La battaglia per salvare l’ambiente (e quindi noi stessi…) non sarà vinta dalla nostra generazione ma da quelle che verranno. Noi possiamo solo indirizzare le cose nella maniera migliore possibile e far comprendere ai giovani la follia di tanti nostri comportamenti scellerati e distruttivi. Per far ciò l’unica via percorribile è partire dall’educazione scolastica. La figura del coordinatore ambientale è utilissima in questo senso. Si tratta di uno o più docenti che si occupano di spiegare ai ragazzi quali comportamenti mettere in atto per inquinare meno, sprecare meno e essere più rispettosi della natura. Alcune scuole del Trentino già sono dotate di coordinatori ambientali. Alcune, ma non tutte. Per questo nell’ultimo Consiglio provinciale, tramite una proposta di ordine del giorno, ho chiesto e ottenuto che vengano messi allo studio incentivi per far sì che più istituti scolastici introducano i coordinatori. Sono lieto di poter dire che la proposta ha trovato ascolto ed è stata approvata dai colleghi con modifiche minime. 

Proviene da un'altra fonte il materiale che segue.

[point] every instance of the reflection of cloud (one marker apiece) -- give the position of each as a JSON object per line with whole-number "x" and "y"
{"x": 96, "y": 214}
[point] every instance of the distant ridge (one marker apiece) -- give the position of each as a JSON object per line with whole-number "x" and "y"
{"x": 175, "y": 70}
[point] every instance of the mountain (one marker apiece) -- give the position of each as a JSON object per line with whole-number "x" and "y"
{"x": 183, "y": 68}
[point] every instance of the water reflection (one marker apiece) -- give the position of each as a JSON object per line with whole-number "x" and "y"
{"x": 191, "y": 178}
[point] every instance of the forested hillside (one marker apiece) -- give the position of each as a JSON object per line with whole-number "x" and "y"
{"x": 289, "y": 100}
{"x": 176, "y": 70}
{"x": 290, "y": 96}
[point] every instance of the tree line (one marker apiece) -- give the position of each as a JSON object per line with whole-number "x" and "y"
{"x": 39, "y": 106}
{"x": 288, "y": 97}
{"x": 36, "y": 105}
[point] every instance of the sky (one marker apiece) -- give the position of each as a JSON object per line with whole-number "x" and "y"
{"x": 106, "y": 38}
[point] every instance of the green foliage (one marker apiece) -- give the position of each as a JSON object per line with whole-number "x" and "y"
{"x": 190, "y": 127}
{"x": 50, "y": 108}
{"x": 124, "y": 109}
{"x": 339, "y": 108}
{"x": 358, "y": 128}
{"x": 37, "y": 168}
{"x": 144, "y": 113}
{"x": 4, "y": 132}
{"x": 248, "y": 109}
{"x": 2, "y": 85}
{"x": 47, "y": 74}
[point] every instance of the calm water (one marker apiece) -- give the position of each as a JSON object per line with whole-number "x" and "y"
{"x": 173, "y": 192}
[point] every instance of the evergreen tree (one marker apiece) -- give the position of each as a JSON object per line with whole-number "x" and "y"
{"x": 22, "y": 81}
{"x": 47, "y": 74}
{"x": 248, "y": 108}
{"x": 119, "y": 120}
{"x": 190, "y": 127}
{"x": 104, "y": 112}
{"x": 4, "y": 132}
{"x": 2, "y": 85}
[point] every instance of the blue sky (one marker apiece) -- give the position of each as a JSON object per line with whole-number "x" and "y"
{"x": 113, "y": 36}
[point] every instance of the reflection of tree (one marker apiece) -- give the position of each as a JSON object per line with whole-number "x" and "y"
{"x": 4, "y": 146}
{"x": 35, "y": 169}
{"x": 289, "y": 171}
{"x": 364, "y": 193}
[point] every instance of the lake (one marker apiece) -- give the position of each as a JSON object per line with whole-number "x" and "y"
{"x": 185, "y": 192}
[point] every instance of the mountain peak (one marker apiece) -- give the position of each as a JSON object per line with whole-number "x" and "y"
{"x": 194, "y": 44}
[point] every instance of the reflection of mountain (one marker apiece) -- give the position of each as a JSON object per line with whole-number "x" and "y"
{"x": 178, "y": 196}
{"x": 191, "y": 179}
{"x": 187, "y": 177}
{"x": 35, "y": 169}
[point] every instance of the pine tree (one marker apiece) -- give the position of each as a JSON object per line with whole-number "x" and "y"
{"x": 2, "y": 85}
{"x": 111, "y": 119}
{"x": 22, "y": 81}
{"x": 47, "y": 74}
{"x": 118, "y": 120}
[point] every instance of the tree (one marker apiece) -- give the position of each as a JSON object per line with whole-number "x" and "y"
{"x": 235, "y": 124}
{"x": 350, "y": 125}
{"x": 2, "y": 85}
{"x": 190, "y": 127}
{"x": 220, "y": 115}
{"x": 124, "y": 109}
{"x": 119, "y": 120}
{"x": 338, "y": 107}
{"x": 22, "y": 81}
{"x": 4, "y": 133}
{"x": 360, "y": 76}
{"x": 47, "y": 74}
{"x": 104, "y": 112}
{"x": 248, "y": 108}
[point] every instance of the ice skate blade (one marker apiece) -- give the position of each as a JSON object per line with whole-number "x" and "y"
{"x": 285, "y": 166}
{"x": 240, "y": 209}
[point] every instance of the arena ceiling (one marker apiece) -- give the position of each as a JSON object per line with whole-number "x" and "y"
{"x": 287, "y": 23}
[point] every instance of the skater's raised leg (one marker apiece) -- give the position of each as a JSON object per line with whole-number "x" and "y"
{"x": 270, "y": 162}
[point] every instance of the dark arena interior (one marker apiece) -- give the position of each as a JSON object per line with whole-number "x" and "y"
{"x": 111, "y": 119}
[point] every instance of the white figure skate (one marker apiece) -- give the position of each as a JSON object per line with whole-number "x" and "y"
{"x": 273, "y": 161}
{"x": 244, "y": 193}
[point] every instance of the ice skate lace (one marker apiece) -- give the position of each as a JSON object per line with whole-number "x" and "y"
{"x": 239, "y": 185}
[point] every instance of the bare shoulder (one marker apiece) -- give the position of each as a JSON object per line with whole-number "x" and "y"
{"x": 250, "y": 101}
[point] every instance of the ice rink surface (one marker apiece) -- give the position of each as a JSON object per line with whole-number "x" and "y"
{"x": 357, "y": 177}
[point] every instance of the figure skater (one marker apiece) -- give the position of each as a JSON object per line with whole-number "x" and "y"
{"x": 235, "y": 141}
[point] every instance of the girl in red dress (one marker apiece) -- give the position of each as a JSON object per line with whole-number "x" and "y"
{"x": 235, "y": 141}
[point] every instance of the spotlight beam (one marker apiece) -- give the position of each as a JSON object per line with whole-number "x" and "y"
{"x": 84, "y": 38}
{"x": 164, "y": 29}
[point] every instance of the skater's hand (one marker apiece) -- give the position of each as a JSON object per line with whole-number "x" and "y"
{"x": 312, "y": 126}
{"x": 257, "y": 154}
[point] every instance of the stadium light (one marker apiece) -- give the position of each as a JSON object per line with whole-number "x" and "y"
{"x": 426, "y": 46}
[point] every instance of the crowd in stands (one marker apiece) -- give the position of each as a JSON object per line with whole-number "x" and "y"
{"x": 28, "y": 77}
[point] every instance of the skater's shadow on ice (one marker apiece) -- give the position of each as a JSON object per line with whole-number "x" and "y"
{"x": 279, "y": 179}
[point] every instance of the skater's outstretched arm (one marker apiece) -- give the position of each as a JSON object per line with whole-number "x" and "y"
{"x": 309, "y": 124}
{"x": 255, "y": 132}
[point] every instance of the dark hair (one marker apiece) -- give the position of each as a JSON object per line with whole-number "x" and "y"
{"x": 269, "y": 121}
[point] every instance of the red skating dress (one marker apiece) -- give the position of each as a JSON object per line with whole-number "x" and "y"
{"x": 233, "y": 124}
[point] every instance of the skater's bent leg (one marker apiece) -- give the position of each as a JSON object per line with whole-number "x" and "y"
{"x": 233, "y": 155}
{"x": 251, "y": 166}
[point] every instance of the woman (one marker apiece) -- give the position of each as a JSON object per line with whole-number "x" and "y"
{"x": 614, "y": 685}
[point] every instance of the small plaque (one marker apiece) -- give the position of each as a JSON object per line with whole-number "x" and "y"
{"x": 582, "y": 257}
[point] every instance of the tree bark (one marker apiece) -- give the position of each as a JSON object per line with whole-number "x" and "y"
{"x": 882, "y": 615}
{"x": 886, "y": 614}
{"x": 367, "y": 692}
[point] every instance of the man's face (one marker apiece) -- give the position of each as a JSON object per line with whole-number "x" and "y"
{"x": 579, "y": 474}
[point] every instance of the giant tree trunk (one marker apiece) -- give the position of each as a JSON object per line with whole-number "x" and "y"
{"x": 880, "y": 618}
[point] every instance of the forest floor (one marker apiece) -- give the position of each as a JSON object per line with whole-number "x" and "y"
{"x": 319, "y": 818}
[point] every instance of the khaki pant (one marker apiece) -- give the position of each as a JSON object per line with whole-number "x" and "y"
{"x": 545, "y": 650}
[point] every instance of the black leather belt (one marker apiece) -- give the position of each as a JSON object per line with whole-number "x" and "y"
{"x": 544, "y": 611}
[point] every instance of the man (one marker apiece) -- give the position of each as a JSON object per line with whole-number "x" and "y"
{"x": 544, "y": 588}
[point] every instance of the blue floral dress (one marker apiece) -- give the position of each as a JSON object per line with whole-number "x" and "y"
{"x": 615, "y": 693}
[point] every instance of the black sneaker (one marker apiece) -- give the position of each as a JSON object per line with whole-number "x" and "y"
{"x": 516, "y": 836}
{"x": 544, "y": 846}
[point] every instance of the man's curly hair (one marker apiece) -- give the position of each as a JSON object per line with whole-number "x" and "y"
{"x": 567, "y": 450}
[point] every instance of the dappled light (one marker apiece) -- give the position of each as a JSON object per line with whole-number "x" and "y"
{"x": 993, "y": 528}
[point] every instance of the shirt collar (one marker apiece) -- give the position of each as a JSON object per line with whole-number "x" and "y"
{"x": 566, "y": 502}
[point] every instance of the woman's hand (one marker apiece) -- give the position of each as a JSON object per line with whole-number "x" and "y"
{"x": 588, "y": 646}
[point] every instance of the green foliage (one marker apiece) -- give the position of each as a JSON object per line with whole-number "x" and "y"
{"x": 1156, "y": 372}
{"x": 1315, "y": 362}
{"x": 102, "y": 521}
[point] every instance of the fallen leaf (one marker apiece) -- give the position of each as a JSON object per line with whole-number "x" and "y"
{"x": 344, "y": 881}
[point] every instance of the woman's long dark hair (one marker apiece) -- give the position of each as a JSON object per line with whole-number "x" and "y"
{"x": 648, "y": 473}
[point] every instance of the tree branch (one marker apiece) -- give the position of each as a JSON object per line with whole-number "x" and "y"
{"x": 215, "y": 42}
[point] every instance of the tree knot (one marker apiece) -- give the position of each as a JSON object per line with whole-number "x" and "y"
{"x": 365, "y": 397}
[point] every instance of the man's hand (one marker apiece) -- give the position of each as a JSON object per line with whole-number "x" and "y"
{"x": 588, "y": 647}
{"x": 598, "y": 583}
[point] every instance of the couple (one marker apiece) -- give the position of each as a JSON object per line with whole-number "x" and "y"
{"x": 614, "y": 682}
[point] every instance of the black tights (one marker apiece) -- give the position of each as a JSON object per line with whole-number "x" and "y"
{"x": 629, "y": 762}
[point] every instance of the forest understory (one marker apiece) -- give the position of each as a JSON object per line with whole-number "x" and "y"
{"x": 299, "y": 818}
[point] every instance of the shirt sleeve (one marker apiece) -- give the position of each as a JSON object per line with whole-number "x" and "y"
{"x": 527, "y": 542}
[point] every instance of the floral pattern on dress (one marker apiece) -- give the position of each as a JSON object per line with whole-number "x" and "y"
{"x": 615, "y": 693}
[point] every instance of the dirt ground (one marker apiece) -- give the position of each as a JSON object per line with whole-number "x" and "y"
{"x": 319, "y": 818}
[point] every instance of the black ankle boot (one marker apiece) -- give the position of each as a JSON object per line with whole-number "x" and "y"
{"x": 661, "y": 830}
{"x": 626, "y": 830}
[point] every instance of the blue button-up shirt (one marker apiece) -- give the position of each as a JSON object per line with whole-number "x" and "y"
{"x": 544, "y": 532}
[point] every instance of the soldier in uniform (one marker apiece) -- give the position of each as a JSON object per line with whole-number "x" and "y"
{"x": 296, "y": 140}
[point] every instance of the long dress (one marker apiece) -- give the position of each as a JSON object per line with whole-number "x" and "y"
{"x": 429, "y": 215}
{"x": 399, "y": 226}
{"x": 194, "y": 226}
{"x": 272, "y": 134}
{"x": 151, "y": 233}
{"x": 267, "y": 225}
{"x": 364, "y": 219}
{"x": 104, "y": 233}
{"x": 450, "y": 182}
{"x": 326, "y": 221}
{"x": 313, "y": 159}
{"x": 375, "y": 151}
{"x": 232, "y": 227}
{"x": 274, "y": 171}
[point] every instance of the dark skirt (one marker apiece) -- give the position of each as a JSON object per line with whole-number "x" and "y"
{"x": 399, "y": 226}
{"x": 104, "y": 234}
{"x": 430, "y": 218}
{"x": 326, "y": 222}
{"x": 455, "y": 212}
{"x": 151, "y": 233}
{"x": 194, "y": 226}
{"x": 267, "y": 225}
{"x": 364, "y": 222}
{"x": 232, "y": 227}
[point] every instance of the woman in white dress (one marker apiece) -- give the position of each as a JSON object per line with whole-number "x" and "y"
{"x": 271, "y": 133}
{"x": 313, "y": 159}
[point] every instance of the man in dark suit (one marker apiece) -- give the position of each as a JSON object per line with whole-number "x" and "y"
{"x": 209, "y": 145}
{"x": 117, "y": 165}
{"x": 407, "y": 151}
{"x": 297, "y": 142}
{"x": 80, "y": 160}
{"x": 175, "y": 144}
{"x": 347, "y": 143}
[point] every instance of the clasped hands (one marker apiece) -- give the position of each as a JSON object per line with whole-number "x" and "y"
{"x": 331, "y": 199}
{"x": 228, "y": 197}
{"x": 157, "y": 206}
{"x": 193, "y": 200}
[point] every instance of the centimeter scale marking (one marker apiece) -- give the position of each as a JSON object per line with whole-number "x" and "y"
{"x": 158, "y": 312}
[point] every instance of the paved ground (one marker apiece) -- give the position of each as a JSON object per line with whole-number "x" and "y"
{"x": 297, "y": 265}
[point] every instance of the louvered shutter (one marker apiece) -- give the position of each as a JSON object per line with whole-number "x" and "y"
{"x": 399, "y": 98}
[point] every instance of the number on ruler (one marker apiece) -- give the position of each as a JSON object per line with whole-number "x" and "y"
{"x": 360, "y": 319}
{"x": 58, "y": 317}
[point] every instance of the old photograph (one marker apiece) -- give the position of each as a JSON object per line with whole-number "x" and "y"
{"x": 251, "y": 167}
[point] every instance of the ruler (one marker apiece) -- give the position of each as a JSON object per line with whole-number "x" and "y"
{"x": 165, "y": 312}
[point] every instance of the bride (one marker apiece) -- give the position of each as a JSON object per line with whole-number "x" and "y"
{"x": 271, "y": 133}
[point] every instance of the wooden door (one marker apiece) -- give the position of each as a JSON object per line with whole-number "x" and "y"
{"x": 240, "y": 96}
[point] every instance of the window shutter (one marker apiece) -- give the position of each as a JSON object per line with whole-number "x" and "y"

Non meno importante anche il secondo punto della nostra proposta, anch’esso approvato con piccole modifiche, il quale stabilisce di utilizzare l’agenzia di stampa giovanile per promuovere e diffondere la cultura della tutela ambientale e della sostenibilità in tutti gli strati sociali della nostra provincia.

Nel complesso è stato un ottimo risultato. Abbiamo posto una base solida sulla quale costruire un futuro migliore, pur consapevoli che questo genere di battaglia va combattuto ogni giorno senza arretrare mai.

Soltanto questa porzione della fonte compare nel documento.